Take your chocolate chips elsewhere, say critics.

Opponents that include organized labor, local forest advocates, a physicians group and the Sierra Club are calling on Gov. John Kitzhaber to wade into a controversial plan for a bottled water plant in the Columbia Gorge.

Multinational food corporation Nestle recently won approval from the state’s notoriously lax Department of Water Resources for a bottling plant in Cascade Locks that the company has sold as an economic boon to the small community. (It's worth noting that it was Kitzhaber who thwarted Cascade Locks attempt to build an off-reservation casino in cooperation with the Confederated Tribes of Warm Springs.)

According to The Oregonian, Nestle is promising to create 50 permanent jobs at the roughly 25-acre bottling plant that is expected to double the small town’s property tax base.

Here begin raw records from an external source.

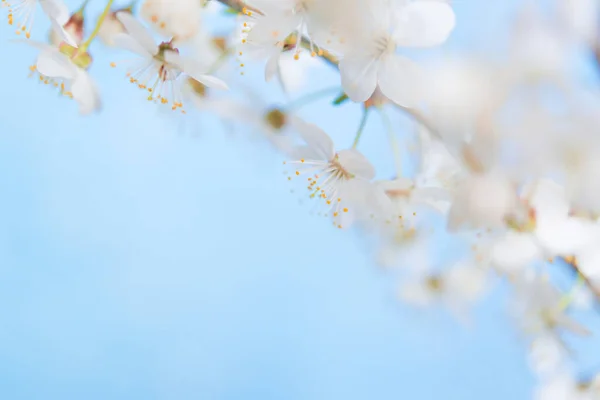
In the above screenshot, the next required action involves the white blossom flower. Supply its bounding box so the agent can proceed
[25,41,101,114]
[241,0,355,81]
[285,119,388,228]
[2,0,77,47]
[492,179,600,273]
[140,0,202,43]
[448,173,517,230]
[398,263,487,322]
[511,271,589,341]
[50,4,85,47]
[340,0,455,107]
[112,12,227,110]
[98,9,131,47]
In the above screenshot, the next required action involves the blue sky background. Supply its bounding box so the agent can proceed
[0,0,596,400]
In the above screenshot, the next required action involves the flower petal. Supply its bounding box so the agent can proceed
[117,12,158,55]
[36,49,77,80]
[113,33,153,60]
[71,70,100,114]
[50,19,78,48]
[292,118,335,161]
[340,54,378,102]
[164,51,229,90]
[337,149,375,181]
[394,0,456,47]
[39,0,70,26]
[491,231,541,274]
[265,49,281,82]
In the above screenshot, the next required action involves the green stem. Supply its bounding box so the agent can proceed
[379,107,402,177]
[284,86,340,111]
[79,0,115,53]
[352,107,371,149]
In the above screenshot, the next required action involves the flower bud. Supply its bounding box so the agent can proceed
[49,4,85,46]
[265,108,287,131]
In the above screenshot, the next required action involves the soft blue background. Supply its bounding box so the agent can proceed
[0,0,596,400]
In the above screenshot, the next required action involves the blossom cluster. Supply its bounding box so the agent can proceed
[2,0,600,400]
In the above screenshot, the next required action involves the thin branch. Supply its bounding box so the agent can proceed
[560,257,600,302]
[217,0,600,303]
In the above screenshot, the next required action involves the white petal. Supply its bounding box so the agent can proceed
[36,49,77,80]
[535,218,600,255]
[50,19,78,48]
[338,149,375,181]
[113,33,153,60]
[117,12,158,55]
[39,0,70,26]
[287,146,326,162]
[340,54,379,102]
[265,50,281,82]
[164,51,229,90]
[394,0,456,47]
[71,70,100,114]
[529,179,569,221]
[247,13,300,45]
[492,231,541,274]
[292,119,335,161]
[577,243,600,280]
[378,55,424,107]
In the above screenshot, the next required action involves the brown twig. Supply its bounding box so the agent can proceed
[217,0,440,138]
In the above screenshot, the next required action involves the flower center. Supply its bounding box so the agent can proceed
[265,108,287,131]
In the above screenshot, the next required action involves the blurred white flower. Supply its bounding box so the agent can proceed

Critics, including the D.C.-based Food and Water Watch and the Sierra Club say that’s a poor trade off when considering a permanent surrender of a finite resource like the state’s water. They have successfully defeated similar proposals by Nestle in California and Washington.

Critics have also raised concerns about creating more plastic bottle waste in Oregon where the state just recently weighed a ban on plastic bags because of concerns about litter and pollution. Organized labor is opposing the plant because of Nestle’s plan to use non-union workers at the site.

Not surprisingly Cascade Locks officials are frustrated by the notion of loosing another economic development project. As the excellently named mayor, Lance Masters, told The Oregonian in Thursday’s paper, “they could be dealing a death blow to a town that’s really struggling for its survival.”

A Kitzhaber aide told the paper that the governor has not taken a position on the plant and has not yet given direction to the state agencies reviewing the proposal.

In the meantime, Food and Water Watch’s appeal is set to go before an administrative law judge sometime this spring or early summer.